Вернется!.. Кажется, своими глазами вижу ту страшную осень. Расстрелы активистов. Еврейский погром. Шаря по хатам у рынка в поисках брошенного добра, Гришка, рассказывали, наткнулся на старую, хворую тещу портного Абрама. Даже лошадь велел запрячь Бобручок, чтобы отвезти ее туда, где закапывали остальных. Укутавшись в большой платок, чтобы не замерзнуть по дороге, старуха махала знакомым рукой, но сквозь грохот колес нельзя было разобрать, что она говорит. А Гришка сидел на этой телеге, молодцевато пристроившись сбоку, и только похлестывал плетью по голенищу…

— Эх, хлопцы, хлопцы! — сказал я, чтобы отвязаться от тяжелых мыслей. — Пережили мы, как говорится, лето горячее, переживем и дерьмо собачье. Гришки всякие, носики, копейки, бобруки… Зря ты, Иван, так много думаешь об этой дряни.

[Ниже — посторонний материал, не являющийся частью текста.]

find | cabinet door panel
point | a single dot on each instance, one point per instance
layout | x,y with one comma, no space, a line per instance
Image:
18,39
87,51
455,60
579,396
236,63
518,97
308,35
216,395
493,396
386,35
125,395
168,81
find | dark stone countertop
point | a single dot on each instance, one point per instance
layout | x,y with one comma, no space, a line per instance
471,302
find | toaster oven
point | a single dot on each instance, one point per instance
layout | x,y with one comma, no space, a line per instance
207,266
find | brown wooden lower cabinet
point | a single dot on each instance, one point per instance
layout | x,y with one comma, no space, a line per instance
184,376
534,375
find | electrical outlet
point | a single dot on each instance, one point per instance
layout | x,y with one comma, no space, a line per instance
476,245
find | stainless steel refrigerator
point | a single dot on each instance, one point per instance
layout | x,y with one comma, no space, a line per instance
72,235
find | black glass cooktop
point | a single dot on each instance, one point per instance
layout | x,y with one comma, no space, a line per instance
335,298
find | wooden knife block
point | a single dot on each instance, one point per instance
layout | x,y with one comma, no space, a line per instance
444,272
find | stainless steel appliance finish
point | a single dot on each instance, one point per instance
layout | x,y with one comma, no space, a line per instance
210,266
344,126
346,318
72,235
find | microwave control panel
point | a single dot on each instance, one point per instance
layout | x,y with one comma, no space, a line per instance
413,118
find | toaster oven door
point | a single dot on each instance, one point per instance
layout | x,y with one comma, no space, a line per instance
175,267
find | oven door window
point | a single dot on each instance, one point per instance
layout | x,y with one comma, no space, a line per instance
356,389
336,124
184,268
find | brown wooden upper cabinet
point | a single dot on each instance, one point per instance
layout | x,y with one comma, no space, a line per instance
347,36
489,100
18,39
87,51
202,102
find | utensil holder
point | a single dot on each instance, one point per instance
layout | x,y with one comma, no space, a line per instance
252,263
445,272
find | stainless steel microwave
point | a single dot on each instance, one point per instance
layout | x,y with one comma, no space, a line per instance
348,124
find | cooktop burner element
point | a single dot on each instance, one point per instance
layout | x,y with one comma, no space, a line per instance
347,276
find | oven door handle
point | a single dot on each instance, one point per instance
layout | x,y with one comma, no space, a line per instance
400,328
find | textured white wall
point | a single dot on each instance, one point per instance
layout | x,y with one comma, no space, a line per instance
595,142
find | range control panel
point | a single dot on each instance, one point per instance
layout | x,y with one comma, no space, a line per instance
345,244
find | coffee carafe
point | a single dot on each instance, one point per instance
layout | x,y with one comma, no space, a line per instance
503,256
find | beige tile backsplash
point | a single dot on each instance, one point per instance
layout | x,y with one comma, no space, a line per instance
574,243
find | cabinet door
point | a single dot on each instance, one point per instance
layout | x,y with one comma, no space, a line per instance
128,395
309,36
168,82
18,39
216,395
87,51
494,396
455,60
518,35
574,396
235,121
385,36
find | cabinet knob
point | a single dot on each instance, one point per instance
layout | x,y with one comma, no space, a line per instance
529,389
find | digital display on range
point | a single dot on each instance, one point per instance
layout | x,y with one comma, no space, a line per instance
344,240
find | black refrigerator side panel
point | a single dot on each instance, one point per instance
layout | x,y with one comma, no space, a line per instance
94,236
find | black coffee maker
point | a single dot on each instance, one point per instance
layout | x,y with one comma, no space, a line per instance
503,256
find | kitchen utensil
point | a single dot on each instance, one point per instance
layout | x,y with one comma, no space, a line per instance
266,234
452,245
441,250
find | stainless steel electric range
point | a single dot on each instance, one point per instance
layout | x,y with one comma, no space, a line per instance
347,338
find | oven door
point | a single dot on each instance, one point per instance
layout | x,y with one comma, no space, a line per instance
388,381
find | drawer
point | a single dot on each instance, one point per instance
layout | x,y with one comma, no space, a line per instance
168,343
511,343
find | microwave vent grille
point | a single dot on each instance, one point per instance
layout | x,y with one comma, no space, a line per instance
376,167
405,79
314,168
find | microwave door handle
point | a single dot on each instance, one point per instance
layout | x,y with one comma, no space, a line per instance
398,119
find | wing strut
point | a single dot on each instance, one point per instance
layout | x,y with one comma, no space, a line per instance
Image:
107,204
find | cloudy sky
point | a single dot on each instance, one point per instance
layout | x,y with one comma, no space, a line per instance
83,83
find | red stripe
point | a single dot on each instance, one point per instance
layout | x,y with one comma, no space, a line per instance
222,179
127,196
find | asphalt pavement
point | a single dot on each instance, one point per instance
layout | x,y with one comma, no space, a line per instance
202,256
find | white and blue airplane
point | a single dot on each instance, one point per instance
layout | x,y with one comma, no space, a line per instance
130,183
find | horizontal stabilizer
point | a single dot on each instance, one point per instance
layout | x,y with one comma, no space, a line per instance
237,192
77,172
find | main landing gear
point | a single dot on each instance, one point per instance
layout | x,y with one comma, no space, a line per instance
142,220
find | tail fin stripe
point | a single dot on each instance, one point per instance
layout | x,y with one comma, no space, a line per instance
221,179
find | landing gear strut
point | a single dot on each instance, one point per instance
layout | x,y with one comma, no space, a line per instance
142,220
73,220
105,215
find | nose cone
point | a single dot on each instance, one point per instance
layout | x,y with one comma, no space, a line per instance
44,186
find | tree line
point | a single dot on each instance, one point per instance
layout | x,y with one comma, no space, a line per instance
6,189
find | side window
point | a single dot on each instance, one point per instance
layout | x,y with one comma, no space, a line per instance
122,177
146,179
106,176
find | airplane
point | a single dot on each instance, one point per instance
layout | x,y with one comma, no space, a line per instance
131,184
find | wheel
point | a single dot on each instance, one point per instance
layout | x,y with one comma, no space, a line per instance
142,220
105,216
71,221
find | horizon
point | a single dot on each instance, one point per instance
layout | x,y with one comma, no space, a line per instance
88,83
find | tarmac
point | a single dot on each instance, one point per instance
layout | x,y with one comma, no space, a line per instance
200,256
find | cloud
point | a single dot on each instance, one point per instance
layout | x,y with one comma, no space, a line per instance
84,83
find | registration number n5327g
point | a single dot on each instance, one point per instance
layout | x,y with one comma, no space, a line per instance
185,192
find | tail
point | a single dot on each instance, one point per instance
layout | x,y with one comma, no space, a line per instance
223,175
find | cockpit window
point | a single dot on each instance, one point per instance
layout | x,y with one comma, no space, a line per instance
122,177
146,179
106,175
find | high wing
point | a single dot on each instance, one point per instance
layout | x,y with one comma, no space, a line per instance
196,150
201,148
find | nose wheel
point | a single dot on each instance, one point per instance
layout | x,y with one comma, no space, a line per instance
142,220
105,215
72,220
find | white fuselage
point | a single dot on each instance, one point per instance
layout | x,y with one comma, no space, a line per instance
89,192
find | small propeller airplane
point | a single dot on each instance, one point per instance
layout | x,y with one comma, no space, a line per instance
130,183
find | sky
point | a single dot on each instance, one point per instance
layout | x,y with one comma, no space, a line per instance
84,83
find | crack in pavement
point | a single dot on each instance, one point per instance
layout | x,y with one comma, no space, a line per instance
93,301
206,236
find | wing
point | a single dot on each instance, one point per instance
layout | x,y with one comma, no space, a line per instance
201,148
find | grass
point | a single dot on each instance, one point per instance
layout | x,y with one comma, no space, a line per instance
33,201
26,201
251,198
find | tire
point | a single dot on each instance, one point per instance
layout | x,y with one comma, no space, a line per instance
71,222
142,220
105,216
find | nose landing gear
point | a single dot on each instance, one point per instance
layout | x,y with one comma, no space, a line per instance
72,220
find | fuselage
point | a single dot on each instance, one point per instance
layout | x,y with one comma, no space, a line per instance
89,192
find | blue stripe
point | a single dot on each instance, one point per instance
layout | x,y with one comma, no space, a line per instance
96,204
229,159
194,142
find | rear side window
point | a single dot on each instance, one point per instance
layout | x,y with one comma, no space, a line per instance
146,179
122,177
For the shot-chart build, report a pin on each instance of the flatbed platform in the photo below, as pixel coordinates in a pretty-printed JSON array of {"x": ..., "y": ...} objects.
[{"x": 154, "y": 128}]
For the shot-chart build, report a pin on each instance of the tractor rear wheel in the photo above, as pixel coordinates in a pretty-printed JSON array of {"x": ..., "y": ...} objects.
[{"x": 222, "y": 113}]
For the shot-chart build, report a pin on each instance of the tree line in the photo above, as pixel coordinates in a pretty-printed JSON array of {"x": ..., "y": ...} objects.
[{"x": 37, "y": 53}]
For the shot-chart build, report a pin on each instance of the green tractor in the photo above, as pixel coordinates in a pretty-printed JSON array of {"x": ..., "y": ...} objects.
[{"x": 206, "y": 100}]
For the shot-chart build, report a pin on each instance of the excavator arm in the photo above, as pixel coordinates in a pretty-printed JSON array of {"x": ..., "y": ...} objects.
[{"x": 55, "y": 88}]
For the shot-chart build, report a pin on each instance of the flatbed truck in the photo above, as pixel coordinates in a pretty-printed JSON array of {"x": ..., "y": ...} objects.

— Я о них думаю? — удивился Авдотьич. — Петля о них думает, а не я.

— Глядите, хлопцы, как растянулись — от леса до самого Немана! Чем не колхоз?

Это сказал Гаврусь. Он смотрел на лес, откуда в деревню ехали сосны — новая хата еще одному бедняку. Лошадь за лошадью, сосна за сосной.

«Чем не колхоз!» — захотелось повторить за ним. Но я не повторил, а только взглянул на Гавруся и так же, как он, улыбнулся.